'No Prison Right To Challenge': Union government Warns X Over Content Removal Orders


The Union government has firmly said earlier than the karnataka High court that the social media platform X (formerly Twitter) has no legal right to challenge content material elimination orders issued by the indian government.


The government additionally warned that non-compliance with these directives could result in X losing its "secure harbor" immunity underneath indian regulation, making it legally responsible for user-generated content.


Authorities' Argument: No Right to Oppose Takedown Orders

In a strongly worded affidavit, the Centre emphasized that beneath the Information technology (IT) Act, intermediaries like X no longer have the right to question or resist content removal orders in court. It is confusing that any competition to such directives might result in the revocation of X's legal safety.

"The intermediary, as in keeping with the scheme of the facts era (IT) Act, has no right or locus, in any respect, to take in the case of its users in opposition to any orders surpassed by using the able authority underneath section seventy-nine of the Act, or else it loses its safe harbor safety," the affidavit stated.

The government, in addition, criticized X for allegedly adopting "double requirements," arguing that while the platform demands situations takedown orders in india, it voluntarily eliminates content under its inner guidelines a other times.


X's felony mission and the government's reaction

X had filed a petition wondering about the authorities' use of section 79(3)(b) of the IT Act, arguing that this provision enables an unlawful parallel content material-blockading mechanism, contrary to the ideal courtroom's ruling inside the 2015 Shreya Singhal case. The organization contended that content ought to best be legally removed through a courtroom order or beneath the established process of segment 69A of the IT Act.

However, in its reaction submitted on Thursday, the Centre, represented through Solicitor General Tushar Mehta, countered that X, being a foreign organization, no longer possesses essential rights below the indian constitution, inclusive of the right to free speech.

"The only statutory property it has is conferred underneath segment 79 of the IT Act (secure harbor), which does no longer empower it to solicit website hosting or guard the elimination of the information & statistics of 1/3 events hosted on its platform," the affidavit stated.


Compliance with Takedown Orders is obligatory.

The authorities reiterated that intermediaries in india should observe takedown notices within 36 hours of receiving "actual expertise" through a court order or notification from a certified government corporation to retain their "secure harbor" protections.


"If the middleman seeks to say any secure harbor safety in the destiny, it needs to act unexpectedly to put off or disable access to the prohibited content inside 36 hours of receiving the court docket order or notification," it warned.


"Secure Harbour" isn't Absolute, Says Government

The Centre confused that "secure harbor" is a conditional privilege, not an absolute right.
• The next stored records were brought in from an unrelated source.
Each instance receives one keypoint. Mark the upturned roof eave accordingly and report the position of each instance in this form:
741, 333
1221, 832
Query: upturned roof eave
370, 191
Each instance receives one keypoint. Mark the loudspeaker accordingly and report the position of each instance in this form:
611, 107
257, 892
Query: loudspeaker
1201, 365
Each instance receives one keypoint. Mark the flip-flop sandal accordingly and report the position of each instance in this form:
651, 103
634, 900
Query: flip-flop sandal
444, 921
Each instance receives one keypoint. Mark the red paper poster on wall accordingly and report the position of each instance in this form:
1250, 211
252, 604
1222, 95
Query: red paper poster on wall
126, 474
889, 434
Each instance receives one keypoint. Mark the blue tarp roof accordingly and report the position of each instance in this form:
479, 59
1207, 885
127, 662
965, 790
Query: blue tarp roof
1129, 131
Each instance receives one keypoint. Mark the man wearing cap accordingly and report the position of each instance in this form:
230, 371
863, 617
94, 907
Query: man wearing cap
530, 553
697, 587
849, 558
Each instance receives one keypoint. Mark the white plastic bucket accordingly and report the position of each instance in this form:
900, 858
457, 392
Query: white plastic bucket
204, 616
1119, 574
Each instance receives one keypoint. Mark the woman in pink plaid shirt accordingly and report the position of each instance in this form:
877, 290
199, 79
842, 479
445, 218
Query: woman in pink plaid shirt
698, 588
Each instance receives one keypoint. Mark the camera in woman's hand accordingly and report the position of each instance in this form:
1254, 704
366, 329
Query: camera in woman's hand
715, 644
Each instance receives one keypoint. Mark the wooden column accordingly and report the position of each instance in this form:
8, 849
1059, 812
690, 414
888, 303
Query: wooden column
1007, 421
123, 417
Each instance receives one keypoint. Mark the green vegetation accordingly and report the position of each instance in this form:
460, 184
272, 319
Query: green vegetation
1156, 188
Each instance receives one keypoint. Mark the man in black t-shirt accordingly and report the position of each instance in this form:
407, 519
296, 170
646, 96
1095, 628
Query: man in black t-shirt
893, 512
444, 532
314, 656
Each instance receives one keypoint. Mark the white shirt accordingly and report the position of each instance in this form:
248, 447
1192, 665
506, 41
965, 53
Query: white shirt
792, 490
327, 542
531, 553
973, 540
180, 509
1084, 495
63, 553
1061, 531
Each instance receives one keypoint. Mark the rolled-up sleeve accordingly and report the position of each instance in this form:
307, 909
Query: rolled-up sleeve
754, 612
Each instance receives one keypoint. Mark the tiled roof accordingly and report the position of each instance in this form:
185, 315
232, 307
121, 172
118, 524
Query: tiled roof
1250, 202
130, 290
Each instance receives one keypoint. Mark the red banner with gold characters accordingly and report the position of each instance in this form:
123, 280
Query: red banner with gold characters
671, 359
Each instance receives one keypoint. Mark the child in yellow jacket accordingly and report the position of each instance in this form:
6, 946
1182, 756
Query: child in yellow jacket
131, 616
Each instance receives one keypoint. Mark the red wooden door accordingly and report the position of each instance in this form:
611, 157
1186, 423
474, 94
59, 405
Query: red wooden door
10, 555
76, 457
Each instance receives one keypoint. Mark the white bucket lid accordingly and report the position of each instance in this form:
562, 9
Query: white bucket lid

The affidavit mentioned that global intermediaries are blanketed from liability most effectively in the event that they act as neutral structures and do no longer actively adjust content material.


It accused X of hypocrisy, pointing out that while the corporation regularly removes content flagged by way of customers or sufferers primarily based on its inner guidelines, it resists similar requests from the indian government.

"The petitioner has installed a mechanism for removal or disabling of access to this sort of records on a voluntary basis when said by means of the consumer or a victim, as is evident from its Transparency reports (on consumer grievances and proactive tracking)," the reaction stated. "But the objection of the petitioner to remove or disable access to the sort of information flagged or notified via the right authorities, corporations/nodal officers, isn't comprehensible and tantamount to double requirements."


Want for content material law beyond phase 69A

The authorities emphasized that content law extends past countrywide security issues covered beneath Section 69A of the IT Act. Other dangerous content material categories requiring regulation include toddler sexual exploitation material (CSEM), cyberbullying, phishing, impersonation, non-consensual intimate photos, fake news, self-harm content, and illicit trade activities.


It clarified that government companies are liable for figuring out such content material and making sure its elimination. "If such statistics are identified by way of the legal enterprise of the precise government or added to be aware via a user or sufferer, then such an organization can be accountable for verifying the unlawfulness of such facts and notifying the concerned intermediary for elimination or disabling access," the response said.


X's competition to the "Sahyog" portal was rejected.

X has additionally opposed the use of "Sahyog," an I4C portal meant to manipulate section seventy-nine (3)(b) orders, labeling it a "censorship portal." The organization argued that no felony provision mandates its use or requires appointing a nodal officer for it.

In reaction, the authorities condemned X's terminology. "By elevating a groundless difficulty of censorship, the petitioner is trying to conflate its position with that of a person who posts content material on its platform, which it isn't. It's far submitted that the use of the said terminology via an international portal like 'X' is unlucky and condemnable," the affidavit said.